I completely agree 100% I ran a almond primary and red secondary for a little while with my 29.5 outlaws and just didn't seem to be very good on the trail but ok in the mud, I recently changed to the VFJ #1 primary and #2 secondary and all I can say is WOW what a difference.......less stall, lower rpm when riding on trails and to me better Proformance.


----------



## Derek rhodes (Feb 3, 2012)

Do y'all know about how much it would cost me to do the stage 3


----------



## BlackDawg (Jul 4, 2011)

Derek rhodes said:


> Do y'all know about how much it would cost me to do the stage 3


Stage 3 mod costs $345. That includes the springs. That's the great thing about it, since I already have the springs, it'll be a little less when I decide to have it done.


----------



## Derek rhodes (Feb 3, 2012)

Sweet do u think I could ship it through the post office


----------



## Polaris425 (Dec 16, 2004)

I do it all the time. Shipped some fog lights & brackets off my F150 to Texas for $16


Try Tapatalk!!


----------



## No_Substitue_For_A_Brute (May 4, 2011)

Yea that's how I shipped mine and how he shipped it back to me. Like previously said it is $345 for stage 3, 2 springs, and return shipping. You have to pay to ship it to him also obviously.

Sent from my ADR6400L using Tapatalk 2


----------



## Derek rhodes (Feb 3, 2012)

That'll work I'll have to get the puller back from my buddy and I'll get mine shipped I just got it cleared with the ol ball n chain


----------



## yama450yfz (Apr 17, 2012)

I can't wait to do the stage 3 with all the good things I have heard about it


----------



## blue beast (Feb 16, 2010)

what clutch weights does vfj like you to use for this setup, I have a different setup of weights on it now and the stock ones in the shed , if need to i can put stock back in


----------



## No_Substitue_For_A_Brute (May 4, 2011)

blue beast said:


> what clutch weights does vfj like you to use for this setup, I have a different setup of weights on it now and the stock ones in the shed , if need to i can put stock back in


I don't think epi weights will work. Stock weights will work and he sells his own kind too.

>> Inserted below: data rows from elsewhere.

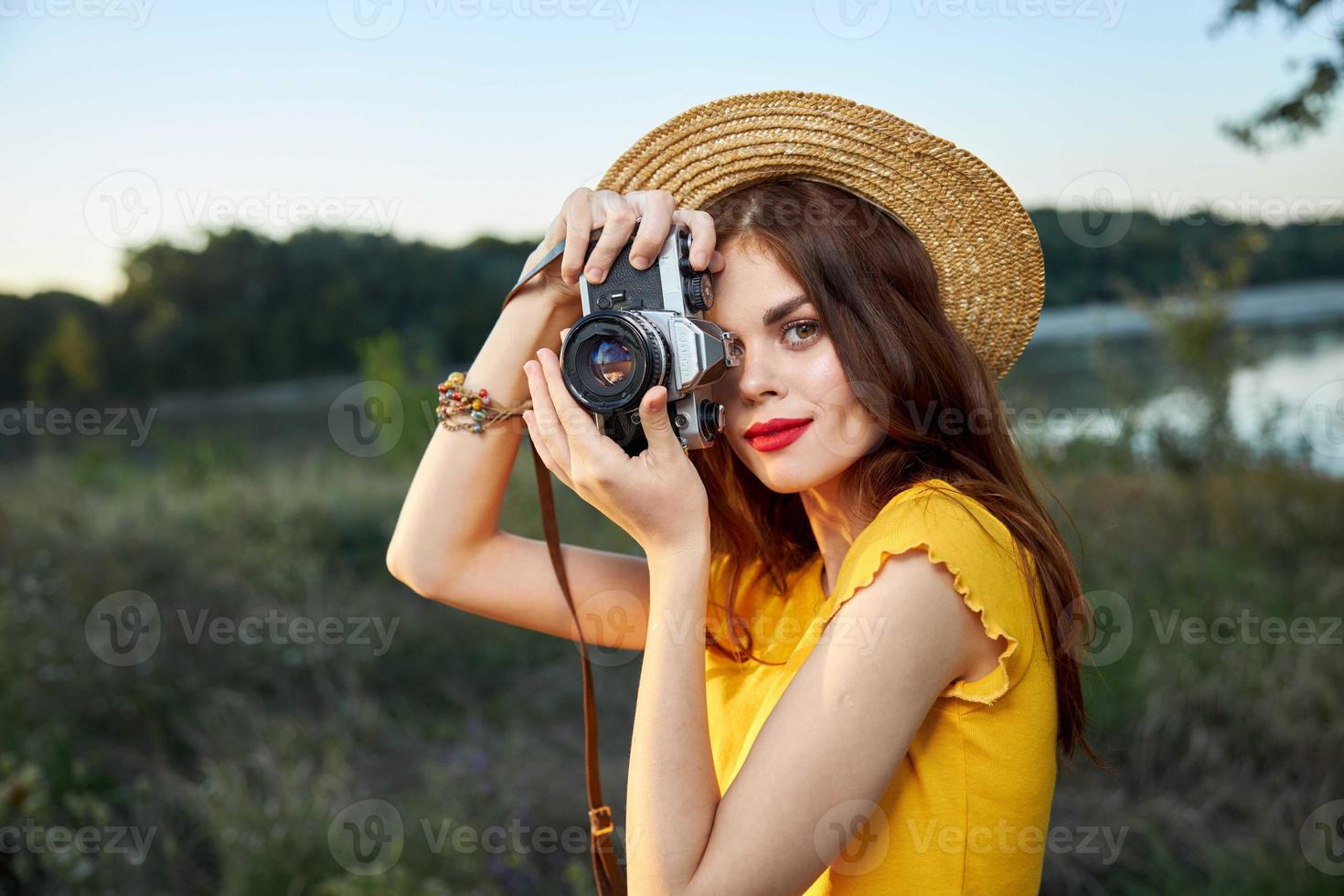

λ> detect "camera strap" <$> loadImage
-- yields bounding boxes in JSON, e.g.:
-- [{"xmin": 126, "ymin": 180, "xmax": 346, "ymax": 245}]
[{"xmin": 504, "ymin": 240, "xmax": 626, "ymax": 896}]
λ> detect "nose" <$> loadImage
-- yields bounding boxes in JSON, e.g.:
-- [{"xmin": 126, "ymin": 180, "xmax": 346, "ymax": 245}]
[{"xmin": 719, "ymin": 344, "xmax": 787, "ymax": 406}]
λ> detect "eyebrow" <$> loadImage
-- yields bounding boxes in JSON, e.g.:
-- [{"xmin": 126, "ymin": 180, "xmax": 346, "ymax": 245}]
[{"xmin": 761, "ymin": 293, "xmax": 810, "ymax": 326}]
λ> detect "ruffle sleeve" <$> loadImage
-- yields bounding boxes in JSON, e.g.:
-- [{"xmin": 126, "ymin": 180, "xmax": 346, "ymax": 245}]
[{"xmin": 820, "ymin": 481, "xmax": 1040, "ymax": 705}]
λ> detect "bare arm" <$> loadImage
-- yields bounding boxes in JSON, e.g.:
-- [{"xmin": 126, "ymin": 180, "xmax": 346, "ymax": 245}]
[{"xmin": 387, "ymin": 188, "xmax": 723, "ymax": 650}]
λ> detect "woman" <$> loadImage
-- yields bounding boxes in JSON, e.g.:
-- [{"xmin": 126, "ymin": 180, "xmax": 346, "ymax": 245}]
[{"xmin": 389, "ymin": 91, "xmax": 1092, "ymax": 895}]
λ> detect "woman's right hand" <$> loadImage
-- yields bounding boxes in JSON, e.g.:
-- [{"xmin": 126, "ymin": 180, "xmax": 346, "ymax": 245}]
[{"xmin": 516, "ymin": 187, "xmax": 723, "ymax": 320}]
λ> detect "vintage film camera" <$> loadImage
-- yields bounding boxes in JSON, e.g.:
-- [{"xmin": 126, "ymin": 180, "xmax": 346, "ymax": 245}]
[{"xmin": 560, "ymin": 223, "xmax": 741, "ymax": 457}]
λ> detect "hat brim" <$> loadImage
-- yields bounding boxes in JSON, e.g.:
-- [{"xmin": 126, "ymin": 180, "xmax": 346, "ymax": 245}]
[{"xmin": 597, "ymin": 90, "xmax": 1046, "ymax": 379}]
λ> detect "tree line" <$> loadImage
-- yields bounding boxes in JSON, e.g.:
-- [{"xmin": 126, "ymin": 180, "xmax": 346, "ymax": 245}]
[{"xmin": 0, "ymin": 209, "xmax": 1344, "ymax": 403}]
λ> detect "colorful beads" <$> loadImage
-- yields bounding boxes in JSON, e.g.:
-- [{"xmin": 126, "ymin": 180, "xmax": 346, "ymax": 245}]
[{"xmin": 434, "ymin": 371, "xmax": 532, "ymax": 432}]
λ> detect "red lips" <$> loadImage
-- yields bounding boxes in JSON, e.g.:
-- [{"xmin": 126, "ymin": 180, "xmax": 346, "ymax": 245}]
[{"xmin": 741, "ymin": 416, "xmax": 812, "ymax": 439}]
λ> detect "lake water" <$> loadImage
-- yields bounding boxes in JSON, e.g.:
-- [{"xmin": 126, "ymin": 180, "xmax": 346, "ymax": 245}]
[
  {"xmin": 1001, "ymin": 281, "xmax": 1344, "ymax": 475},
  {"xmin": 0, "ymin": 281, "xmax": 1344, "ymax": 475}
]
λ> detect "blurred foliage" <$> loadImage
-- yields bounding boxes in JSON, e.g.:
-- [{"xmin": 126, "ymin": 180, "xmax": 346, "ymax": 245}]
[
  {"xmin": 1212, "ymin": 0, "xmax": 1344, "ymax": 152},
  {"xmin": 0, "ymin": 209, "xmax": 1344, "ymax": 403}
]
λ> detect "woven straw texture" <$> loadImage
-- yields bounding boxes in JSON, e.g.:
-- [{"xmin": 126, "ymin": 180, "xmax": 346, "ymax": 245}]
[{"xmin": 597, "ymin": 90, "xmax": 1046, "ymax": 379}]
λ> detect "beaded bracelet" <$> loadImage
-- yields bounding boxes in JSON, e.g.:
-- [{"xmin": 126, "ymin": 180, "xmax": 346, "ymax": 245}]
[{"xmin": 435, "ymin": 371, "xmax": 532, "ymax": 432}]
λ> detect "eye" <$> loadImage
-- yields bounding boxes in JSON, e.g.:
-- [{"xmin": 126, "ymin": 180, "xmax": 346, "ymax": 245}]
[{"xmin": 780, "ymin": 317, "xmax": 821, "ymax": 347}]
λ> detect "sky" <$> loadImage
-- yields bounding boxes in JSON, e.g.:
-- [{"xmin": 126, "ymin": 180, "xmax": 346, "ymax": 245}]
[{"xmin": 0, "ymin": 0, "xmax": 1344, "ymax": 300}]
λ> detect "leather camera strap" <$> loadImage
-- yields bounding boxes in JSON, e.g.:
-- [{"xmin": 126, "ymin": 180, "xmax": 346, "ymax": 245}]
[{"xmin": 504, "ymin": 240, "xmax": 625, "ymax": 896}]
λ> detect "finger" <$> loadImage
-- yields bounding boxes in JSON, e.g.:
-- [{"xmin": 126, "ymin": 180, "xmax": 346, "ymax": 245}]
[
  {"xmin": 560, "ymin": 187, "xmax": 592, "ymax": 286},
  {"xmin": 537, "ymin": 348, "xmax": 603, "ymax": 456},
  {"xmin": 583, "ymin": 189, "xmax": 638, "ymax": 283},
  {"xmin": 523, "ymin": 361, "xmax": 570, "ymax": 472},
  {"xmin": 672, "ymin": 208, "xmax": 717, "ymax": 270},
  {"xmin": 640, "ymin": 386, "xmax": 683, "ymax": 459},
  {"xmin": 629, "ymin": 189, "xmax": 676, "ymax": 270},
  {"xmin": 523, "ymin": 411, "xmax": 577, "ymax": 492}
]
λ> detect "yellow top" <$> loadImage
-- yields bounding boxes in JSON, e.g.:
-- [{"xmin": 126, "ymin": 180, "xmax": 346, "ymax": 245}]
[{"xmin": 706, "ymin": 480, "xmax": 1058, "ymax": 896}]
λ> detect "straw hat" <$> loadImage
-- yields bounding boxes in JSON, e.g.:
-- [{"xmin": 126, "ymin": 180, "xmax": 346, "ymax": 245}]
[{"xmin": 597, "ymin": 90, "xmax": 1046, "ymax": 379}]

Sent from my ADR6400L using Tapatalk 2


----------



## blue beast (Feb 16, 2010)

ok cool, im ordering the #1/#2 spring setup, at the end of this week or the first of next week...also gonna order the XTX belt for mine and my wifes while im spending money


----------



## blue beast (Feb 16, 2010)

ordered them, should be here Friday.gotta work all weekend so will put them in next week ..gotta put my stock weights on while im in there, was VFJ suggestion, along with a terex belt..im ready, will have the epi weights and springs for sale after i get them out and are for sure what size the weighs are


----------



## Derek rhodes (Feb 3, 2012)

I pulled my clutches today gona ship them to vfj tomorrow I can't wait to see what it does with my dirty1's


----------



## blue beast (Feb 16, 2010)

Little late on the update ...but....I FREAKIN LOVE THESE SPRINGS!!! WOOO-HOOOOO.
Very little stall. Seems to me it has more torque in high and low ...I think I could get more top end out of it now by just the way it pulls all the way through. Usually I could feel it starting to get to top end(or really where it coil binds at), but now its just effortlessly haulin' butt..does that make any since...I have rode once all day on a ride and around the house tryin to break the belt in before that ride.

the wife was mad for a bit, I gassed it hard in the front yard and put 2 ruts in it..he he


----------



## NMKawierider (Apr 11, 2009)

blue beast said:


> Little late on the update ...but....I FREAKIN LOVE THESE SPRINGS!!! WOOO-HOOOOO.
> Very little stall. Seems to me it has more torque in high and low ...I think I could get more top end out of it now by just the way it pulls all the way through. Usually I could feel it starting to get to top end(or really where it coil binds at), but now its just effortlessly haulin' butt..does that make any since...I have rode once all day on a ride and around the house tryin to break the belt in before that ride.
> 
> the wife was mad for a bit, I gassed it hard in the front yard and put 2 ruts in it..he he


 
Good to hear. I think I'll be talking to John about a set of springs and weights pretty soon. Hay and my wife made me replant our back yard after a little...mistake...on the Brute...lol


----------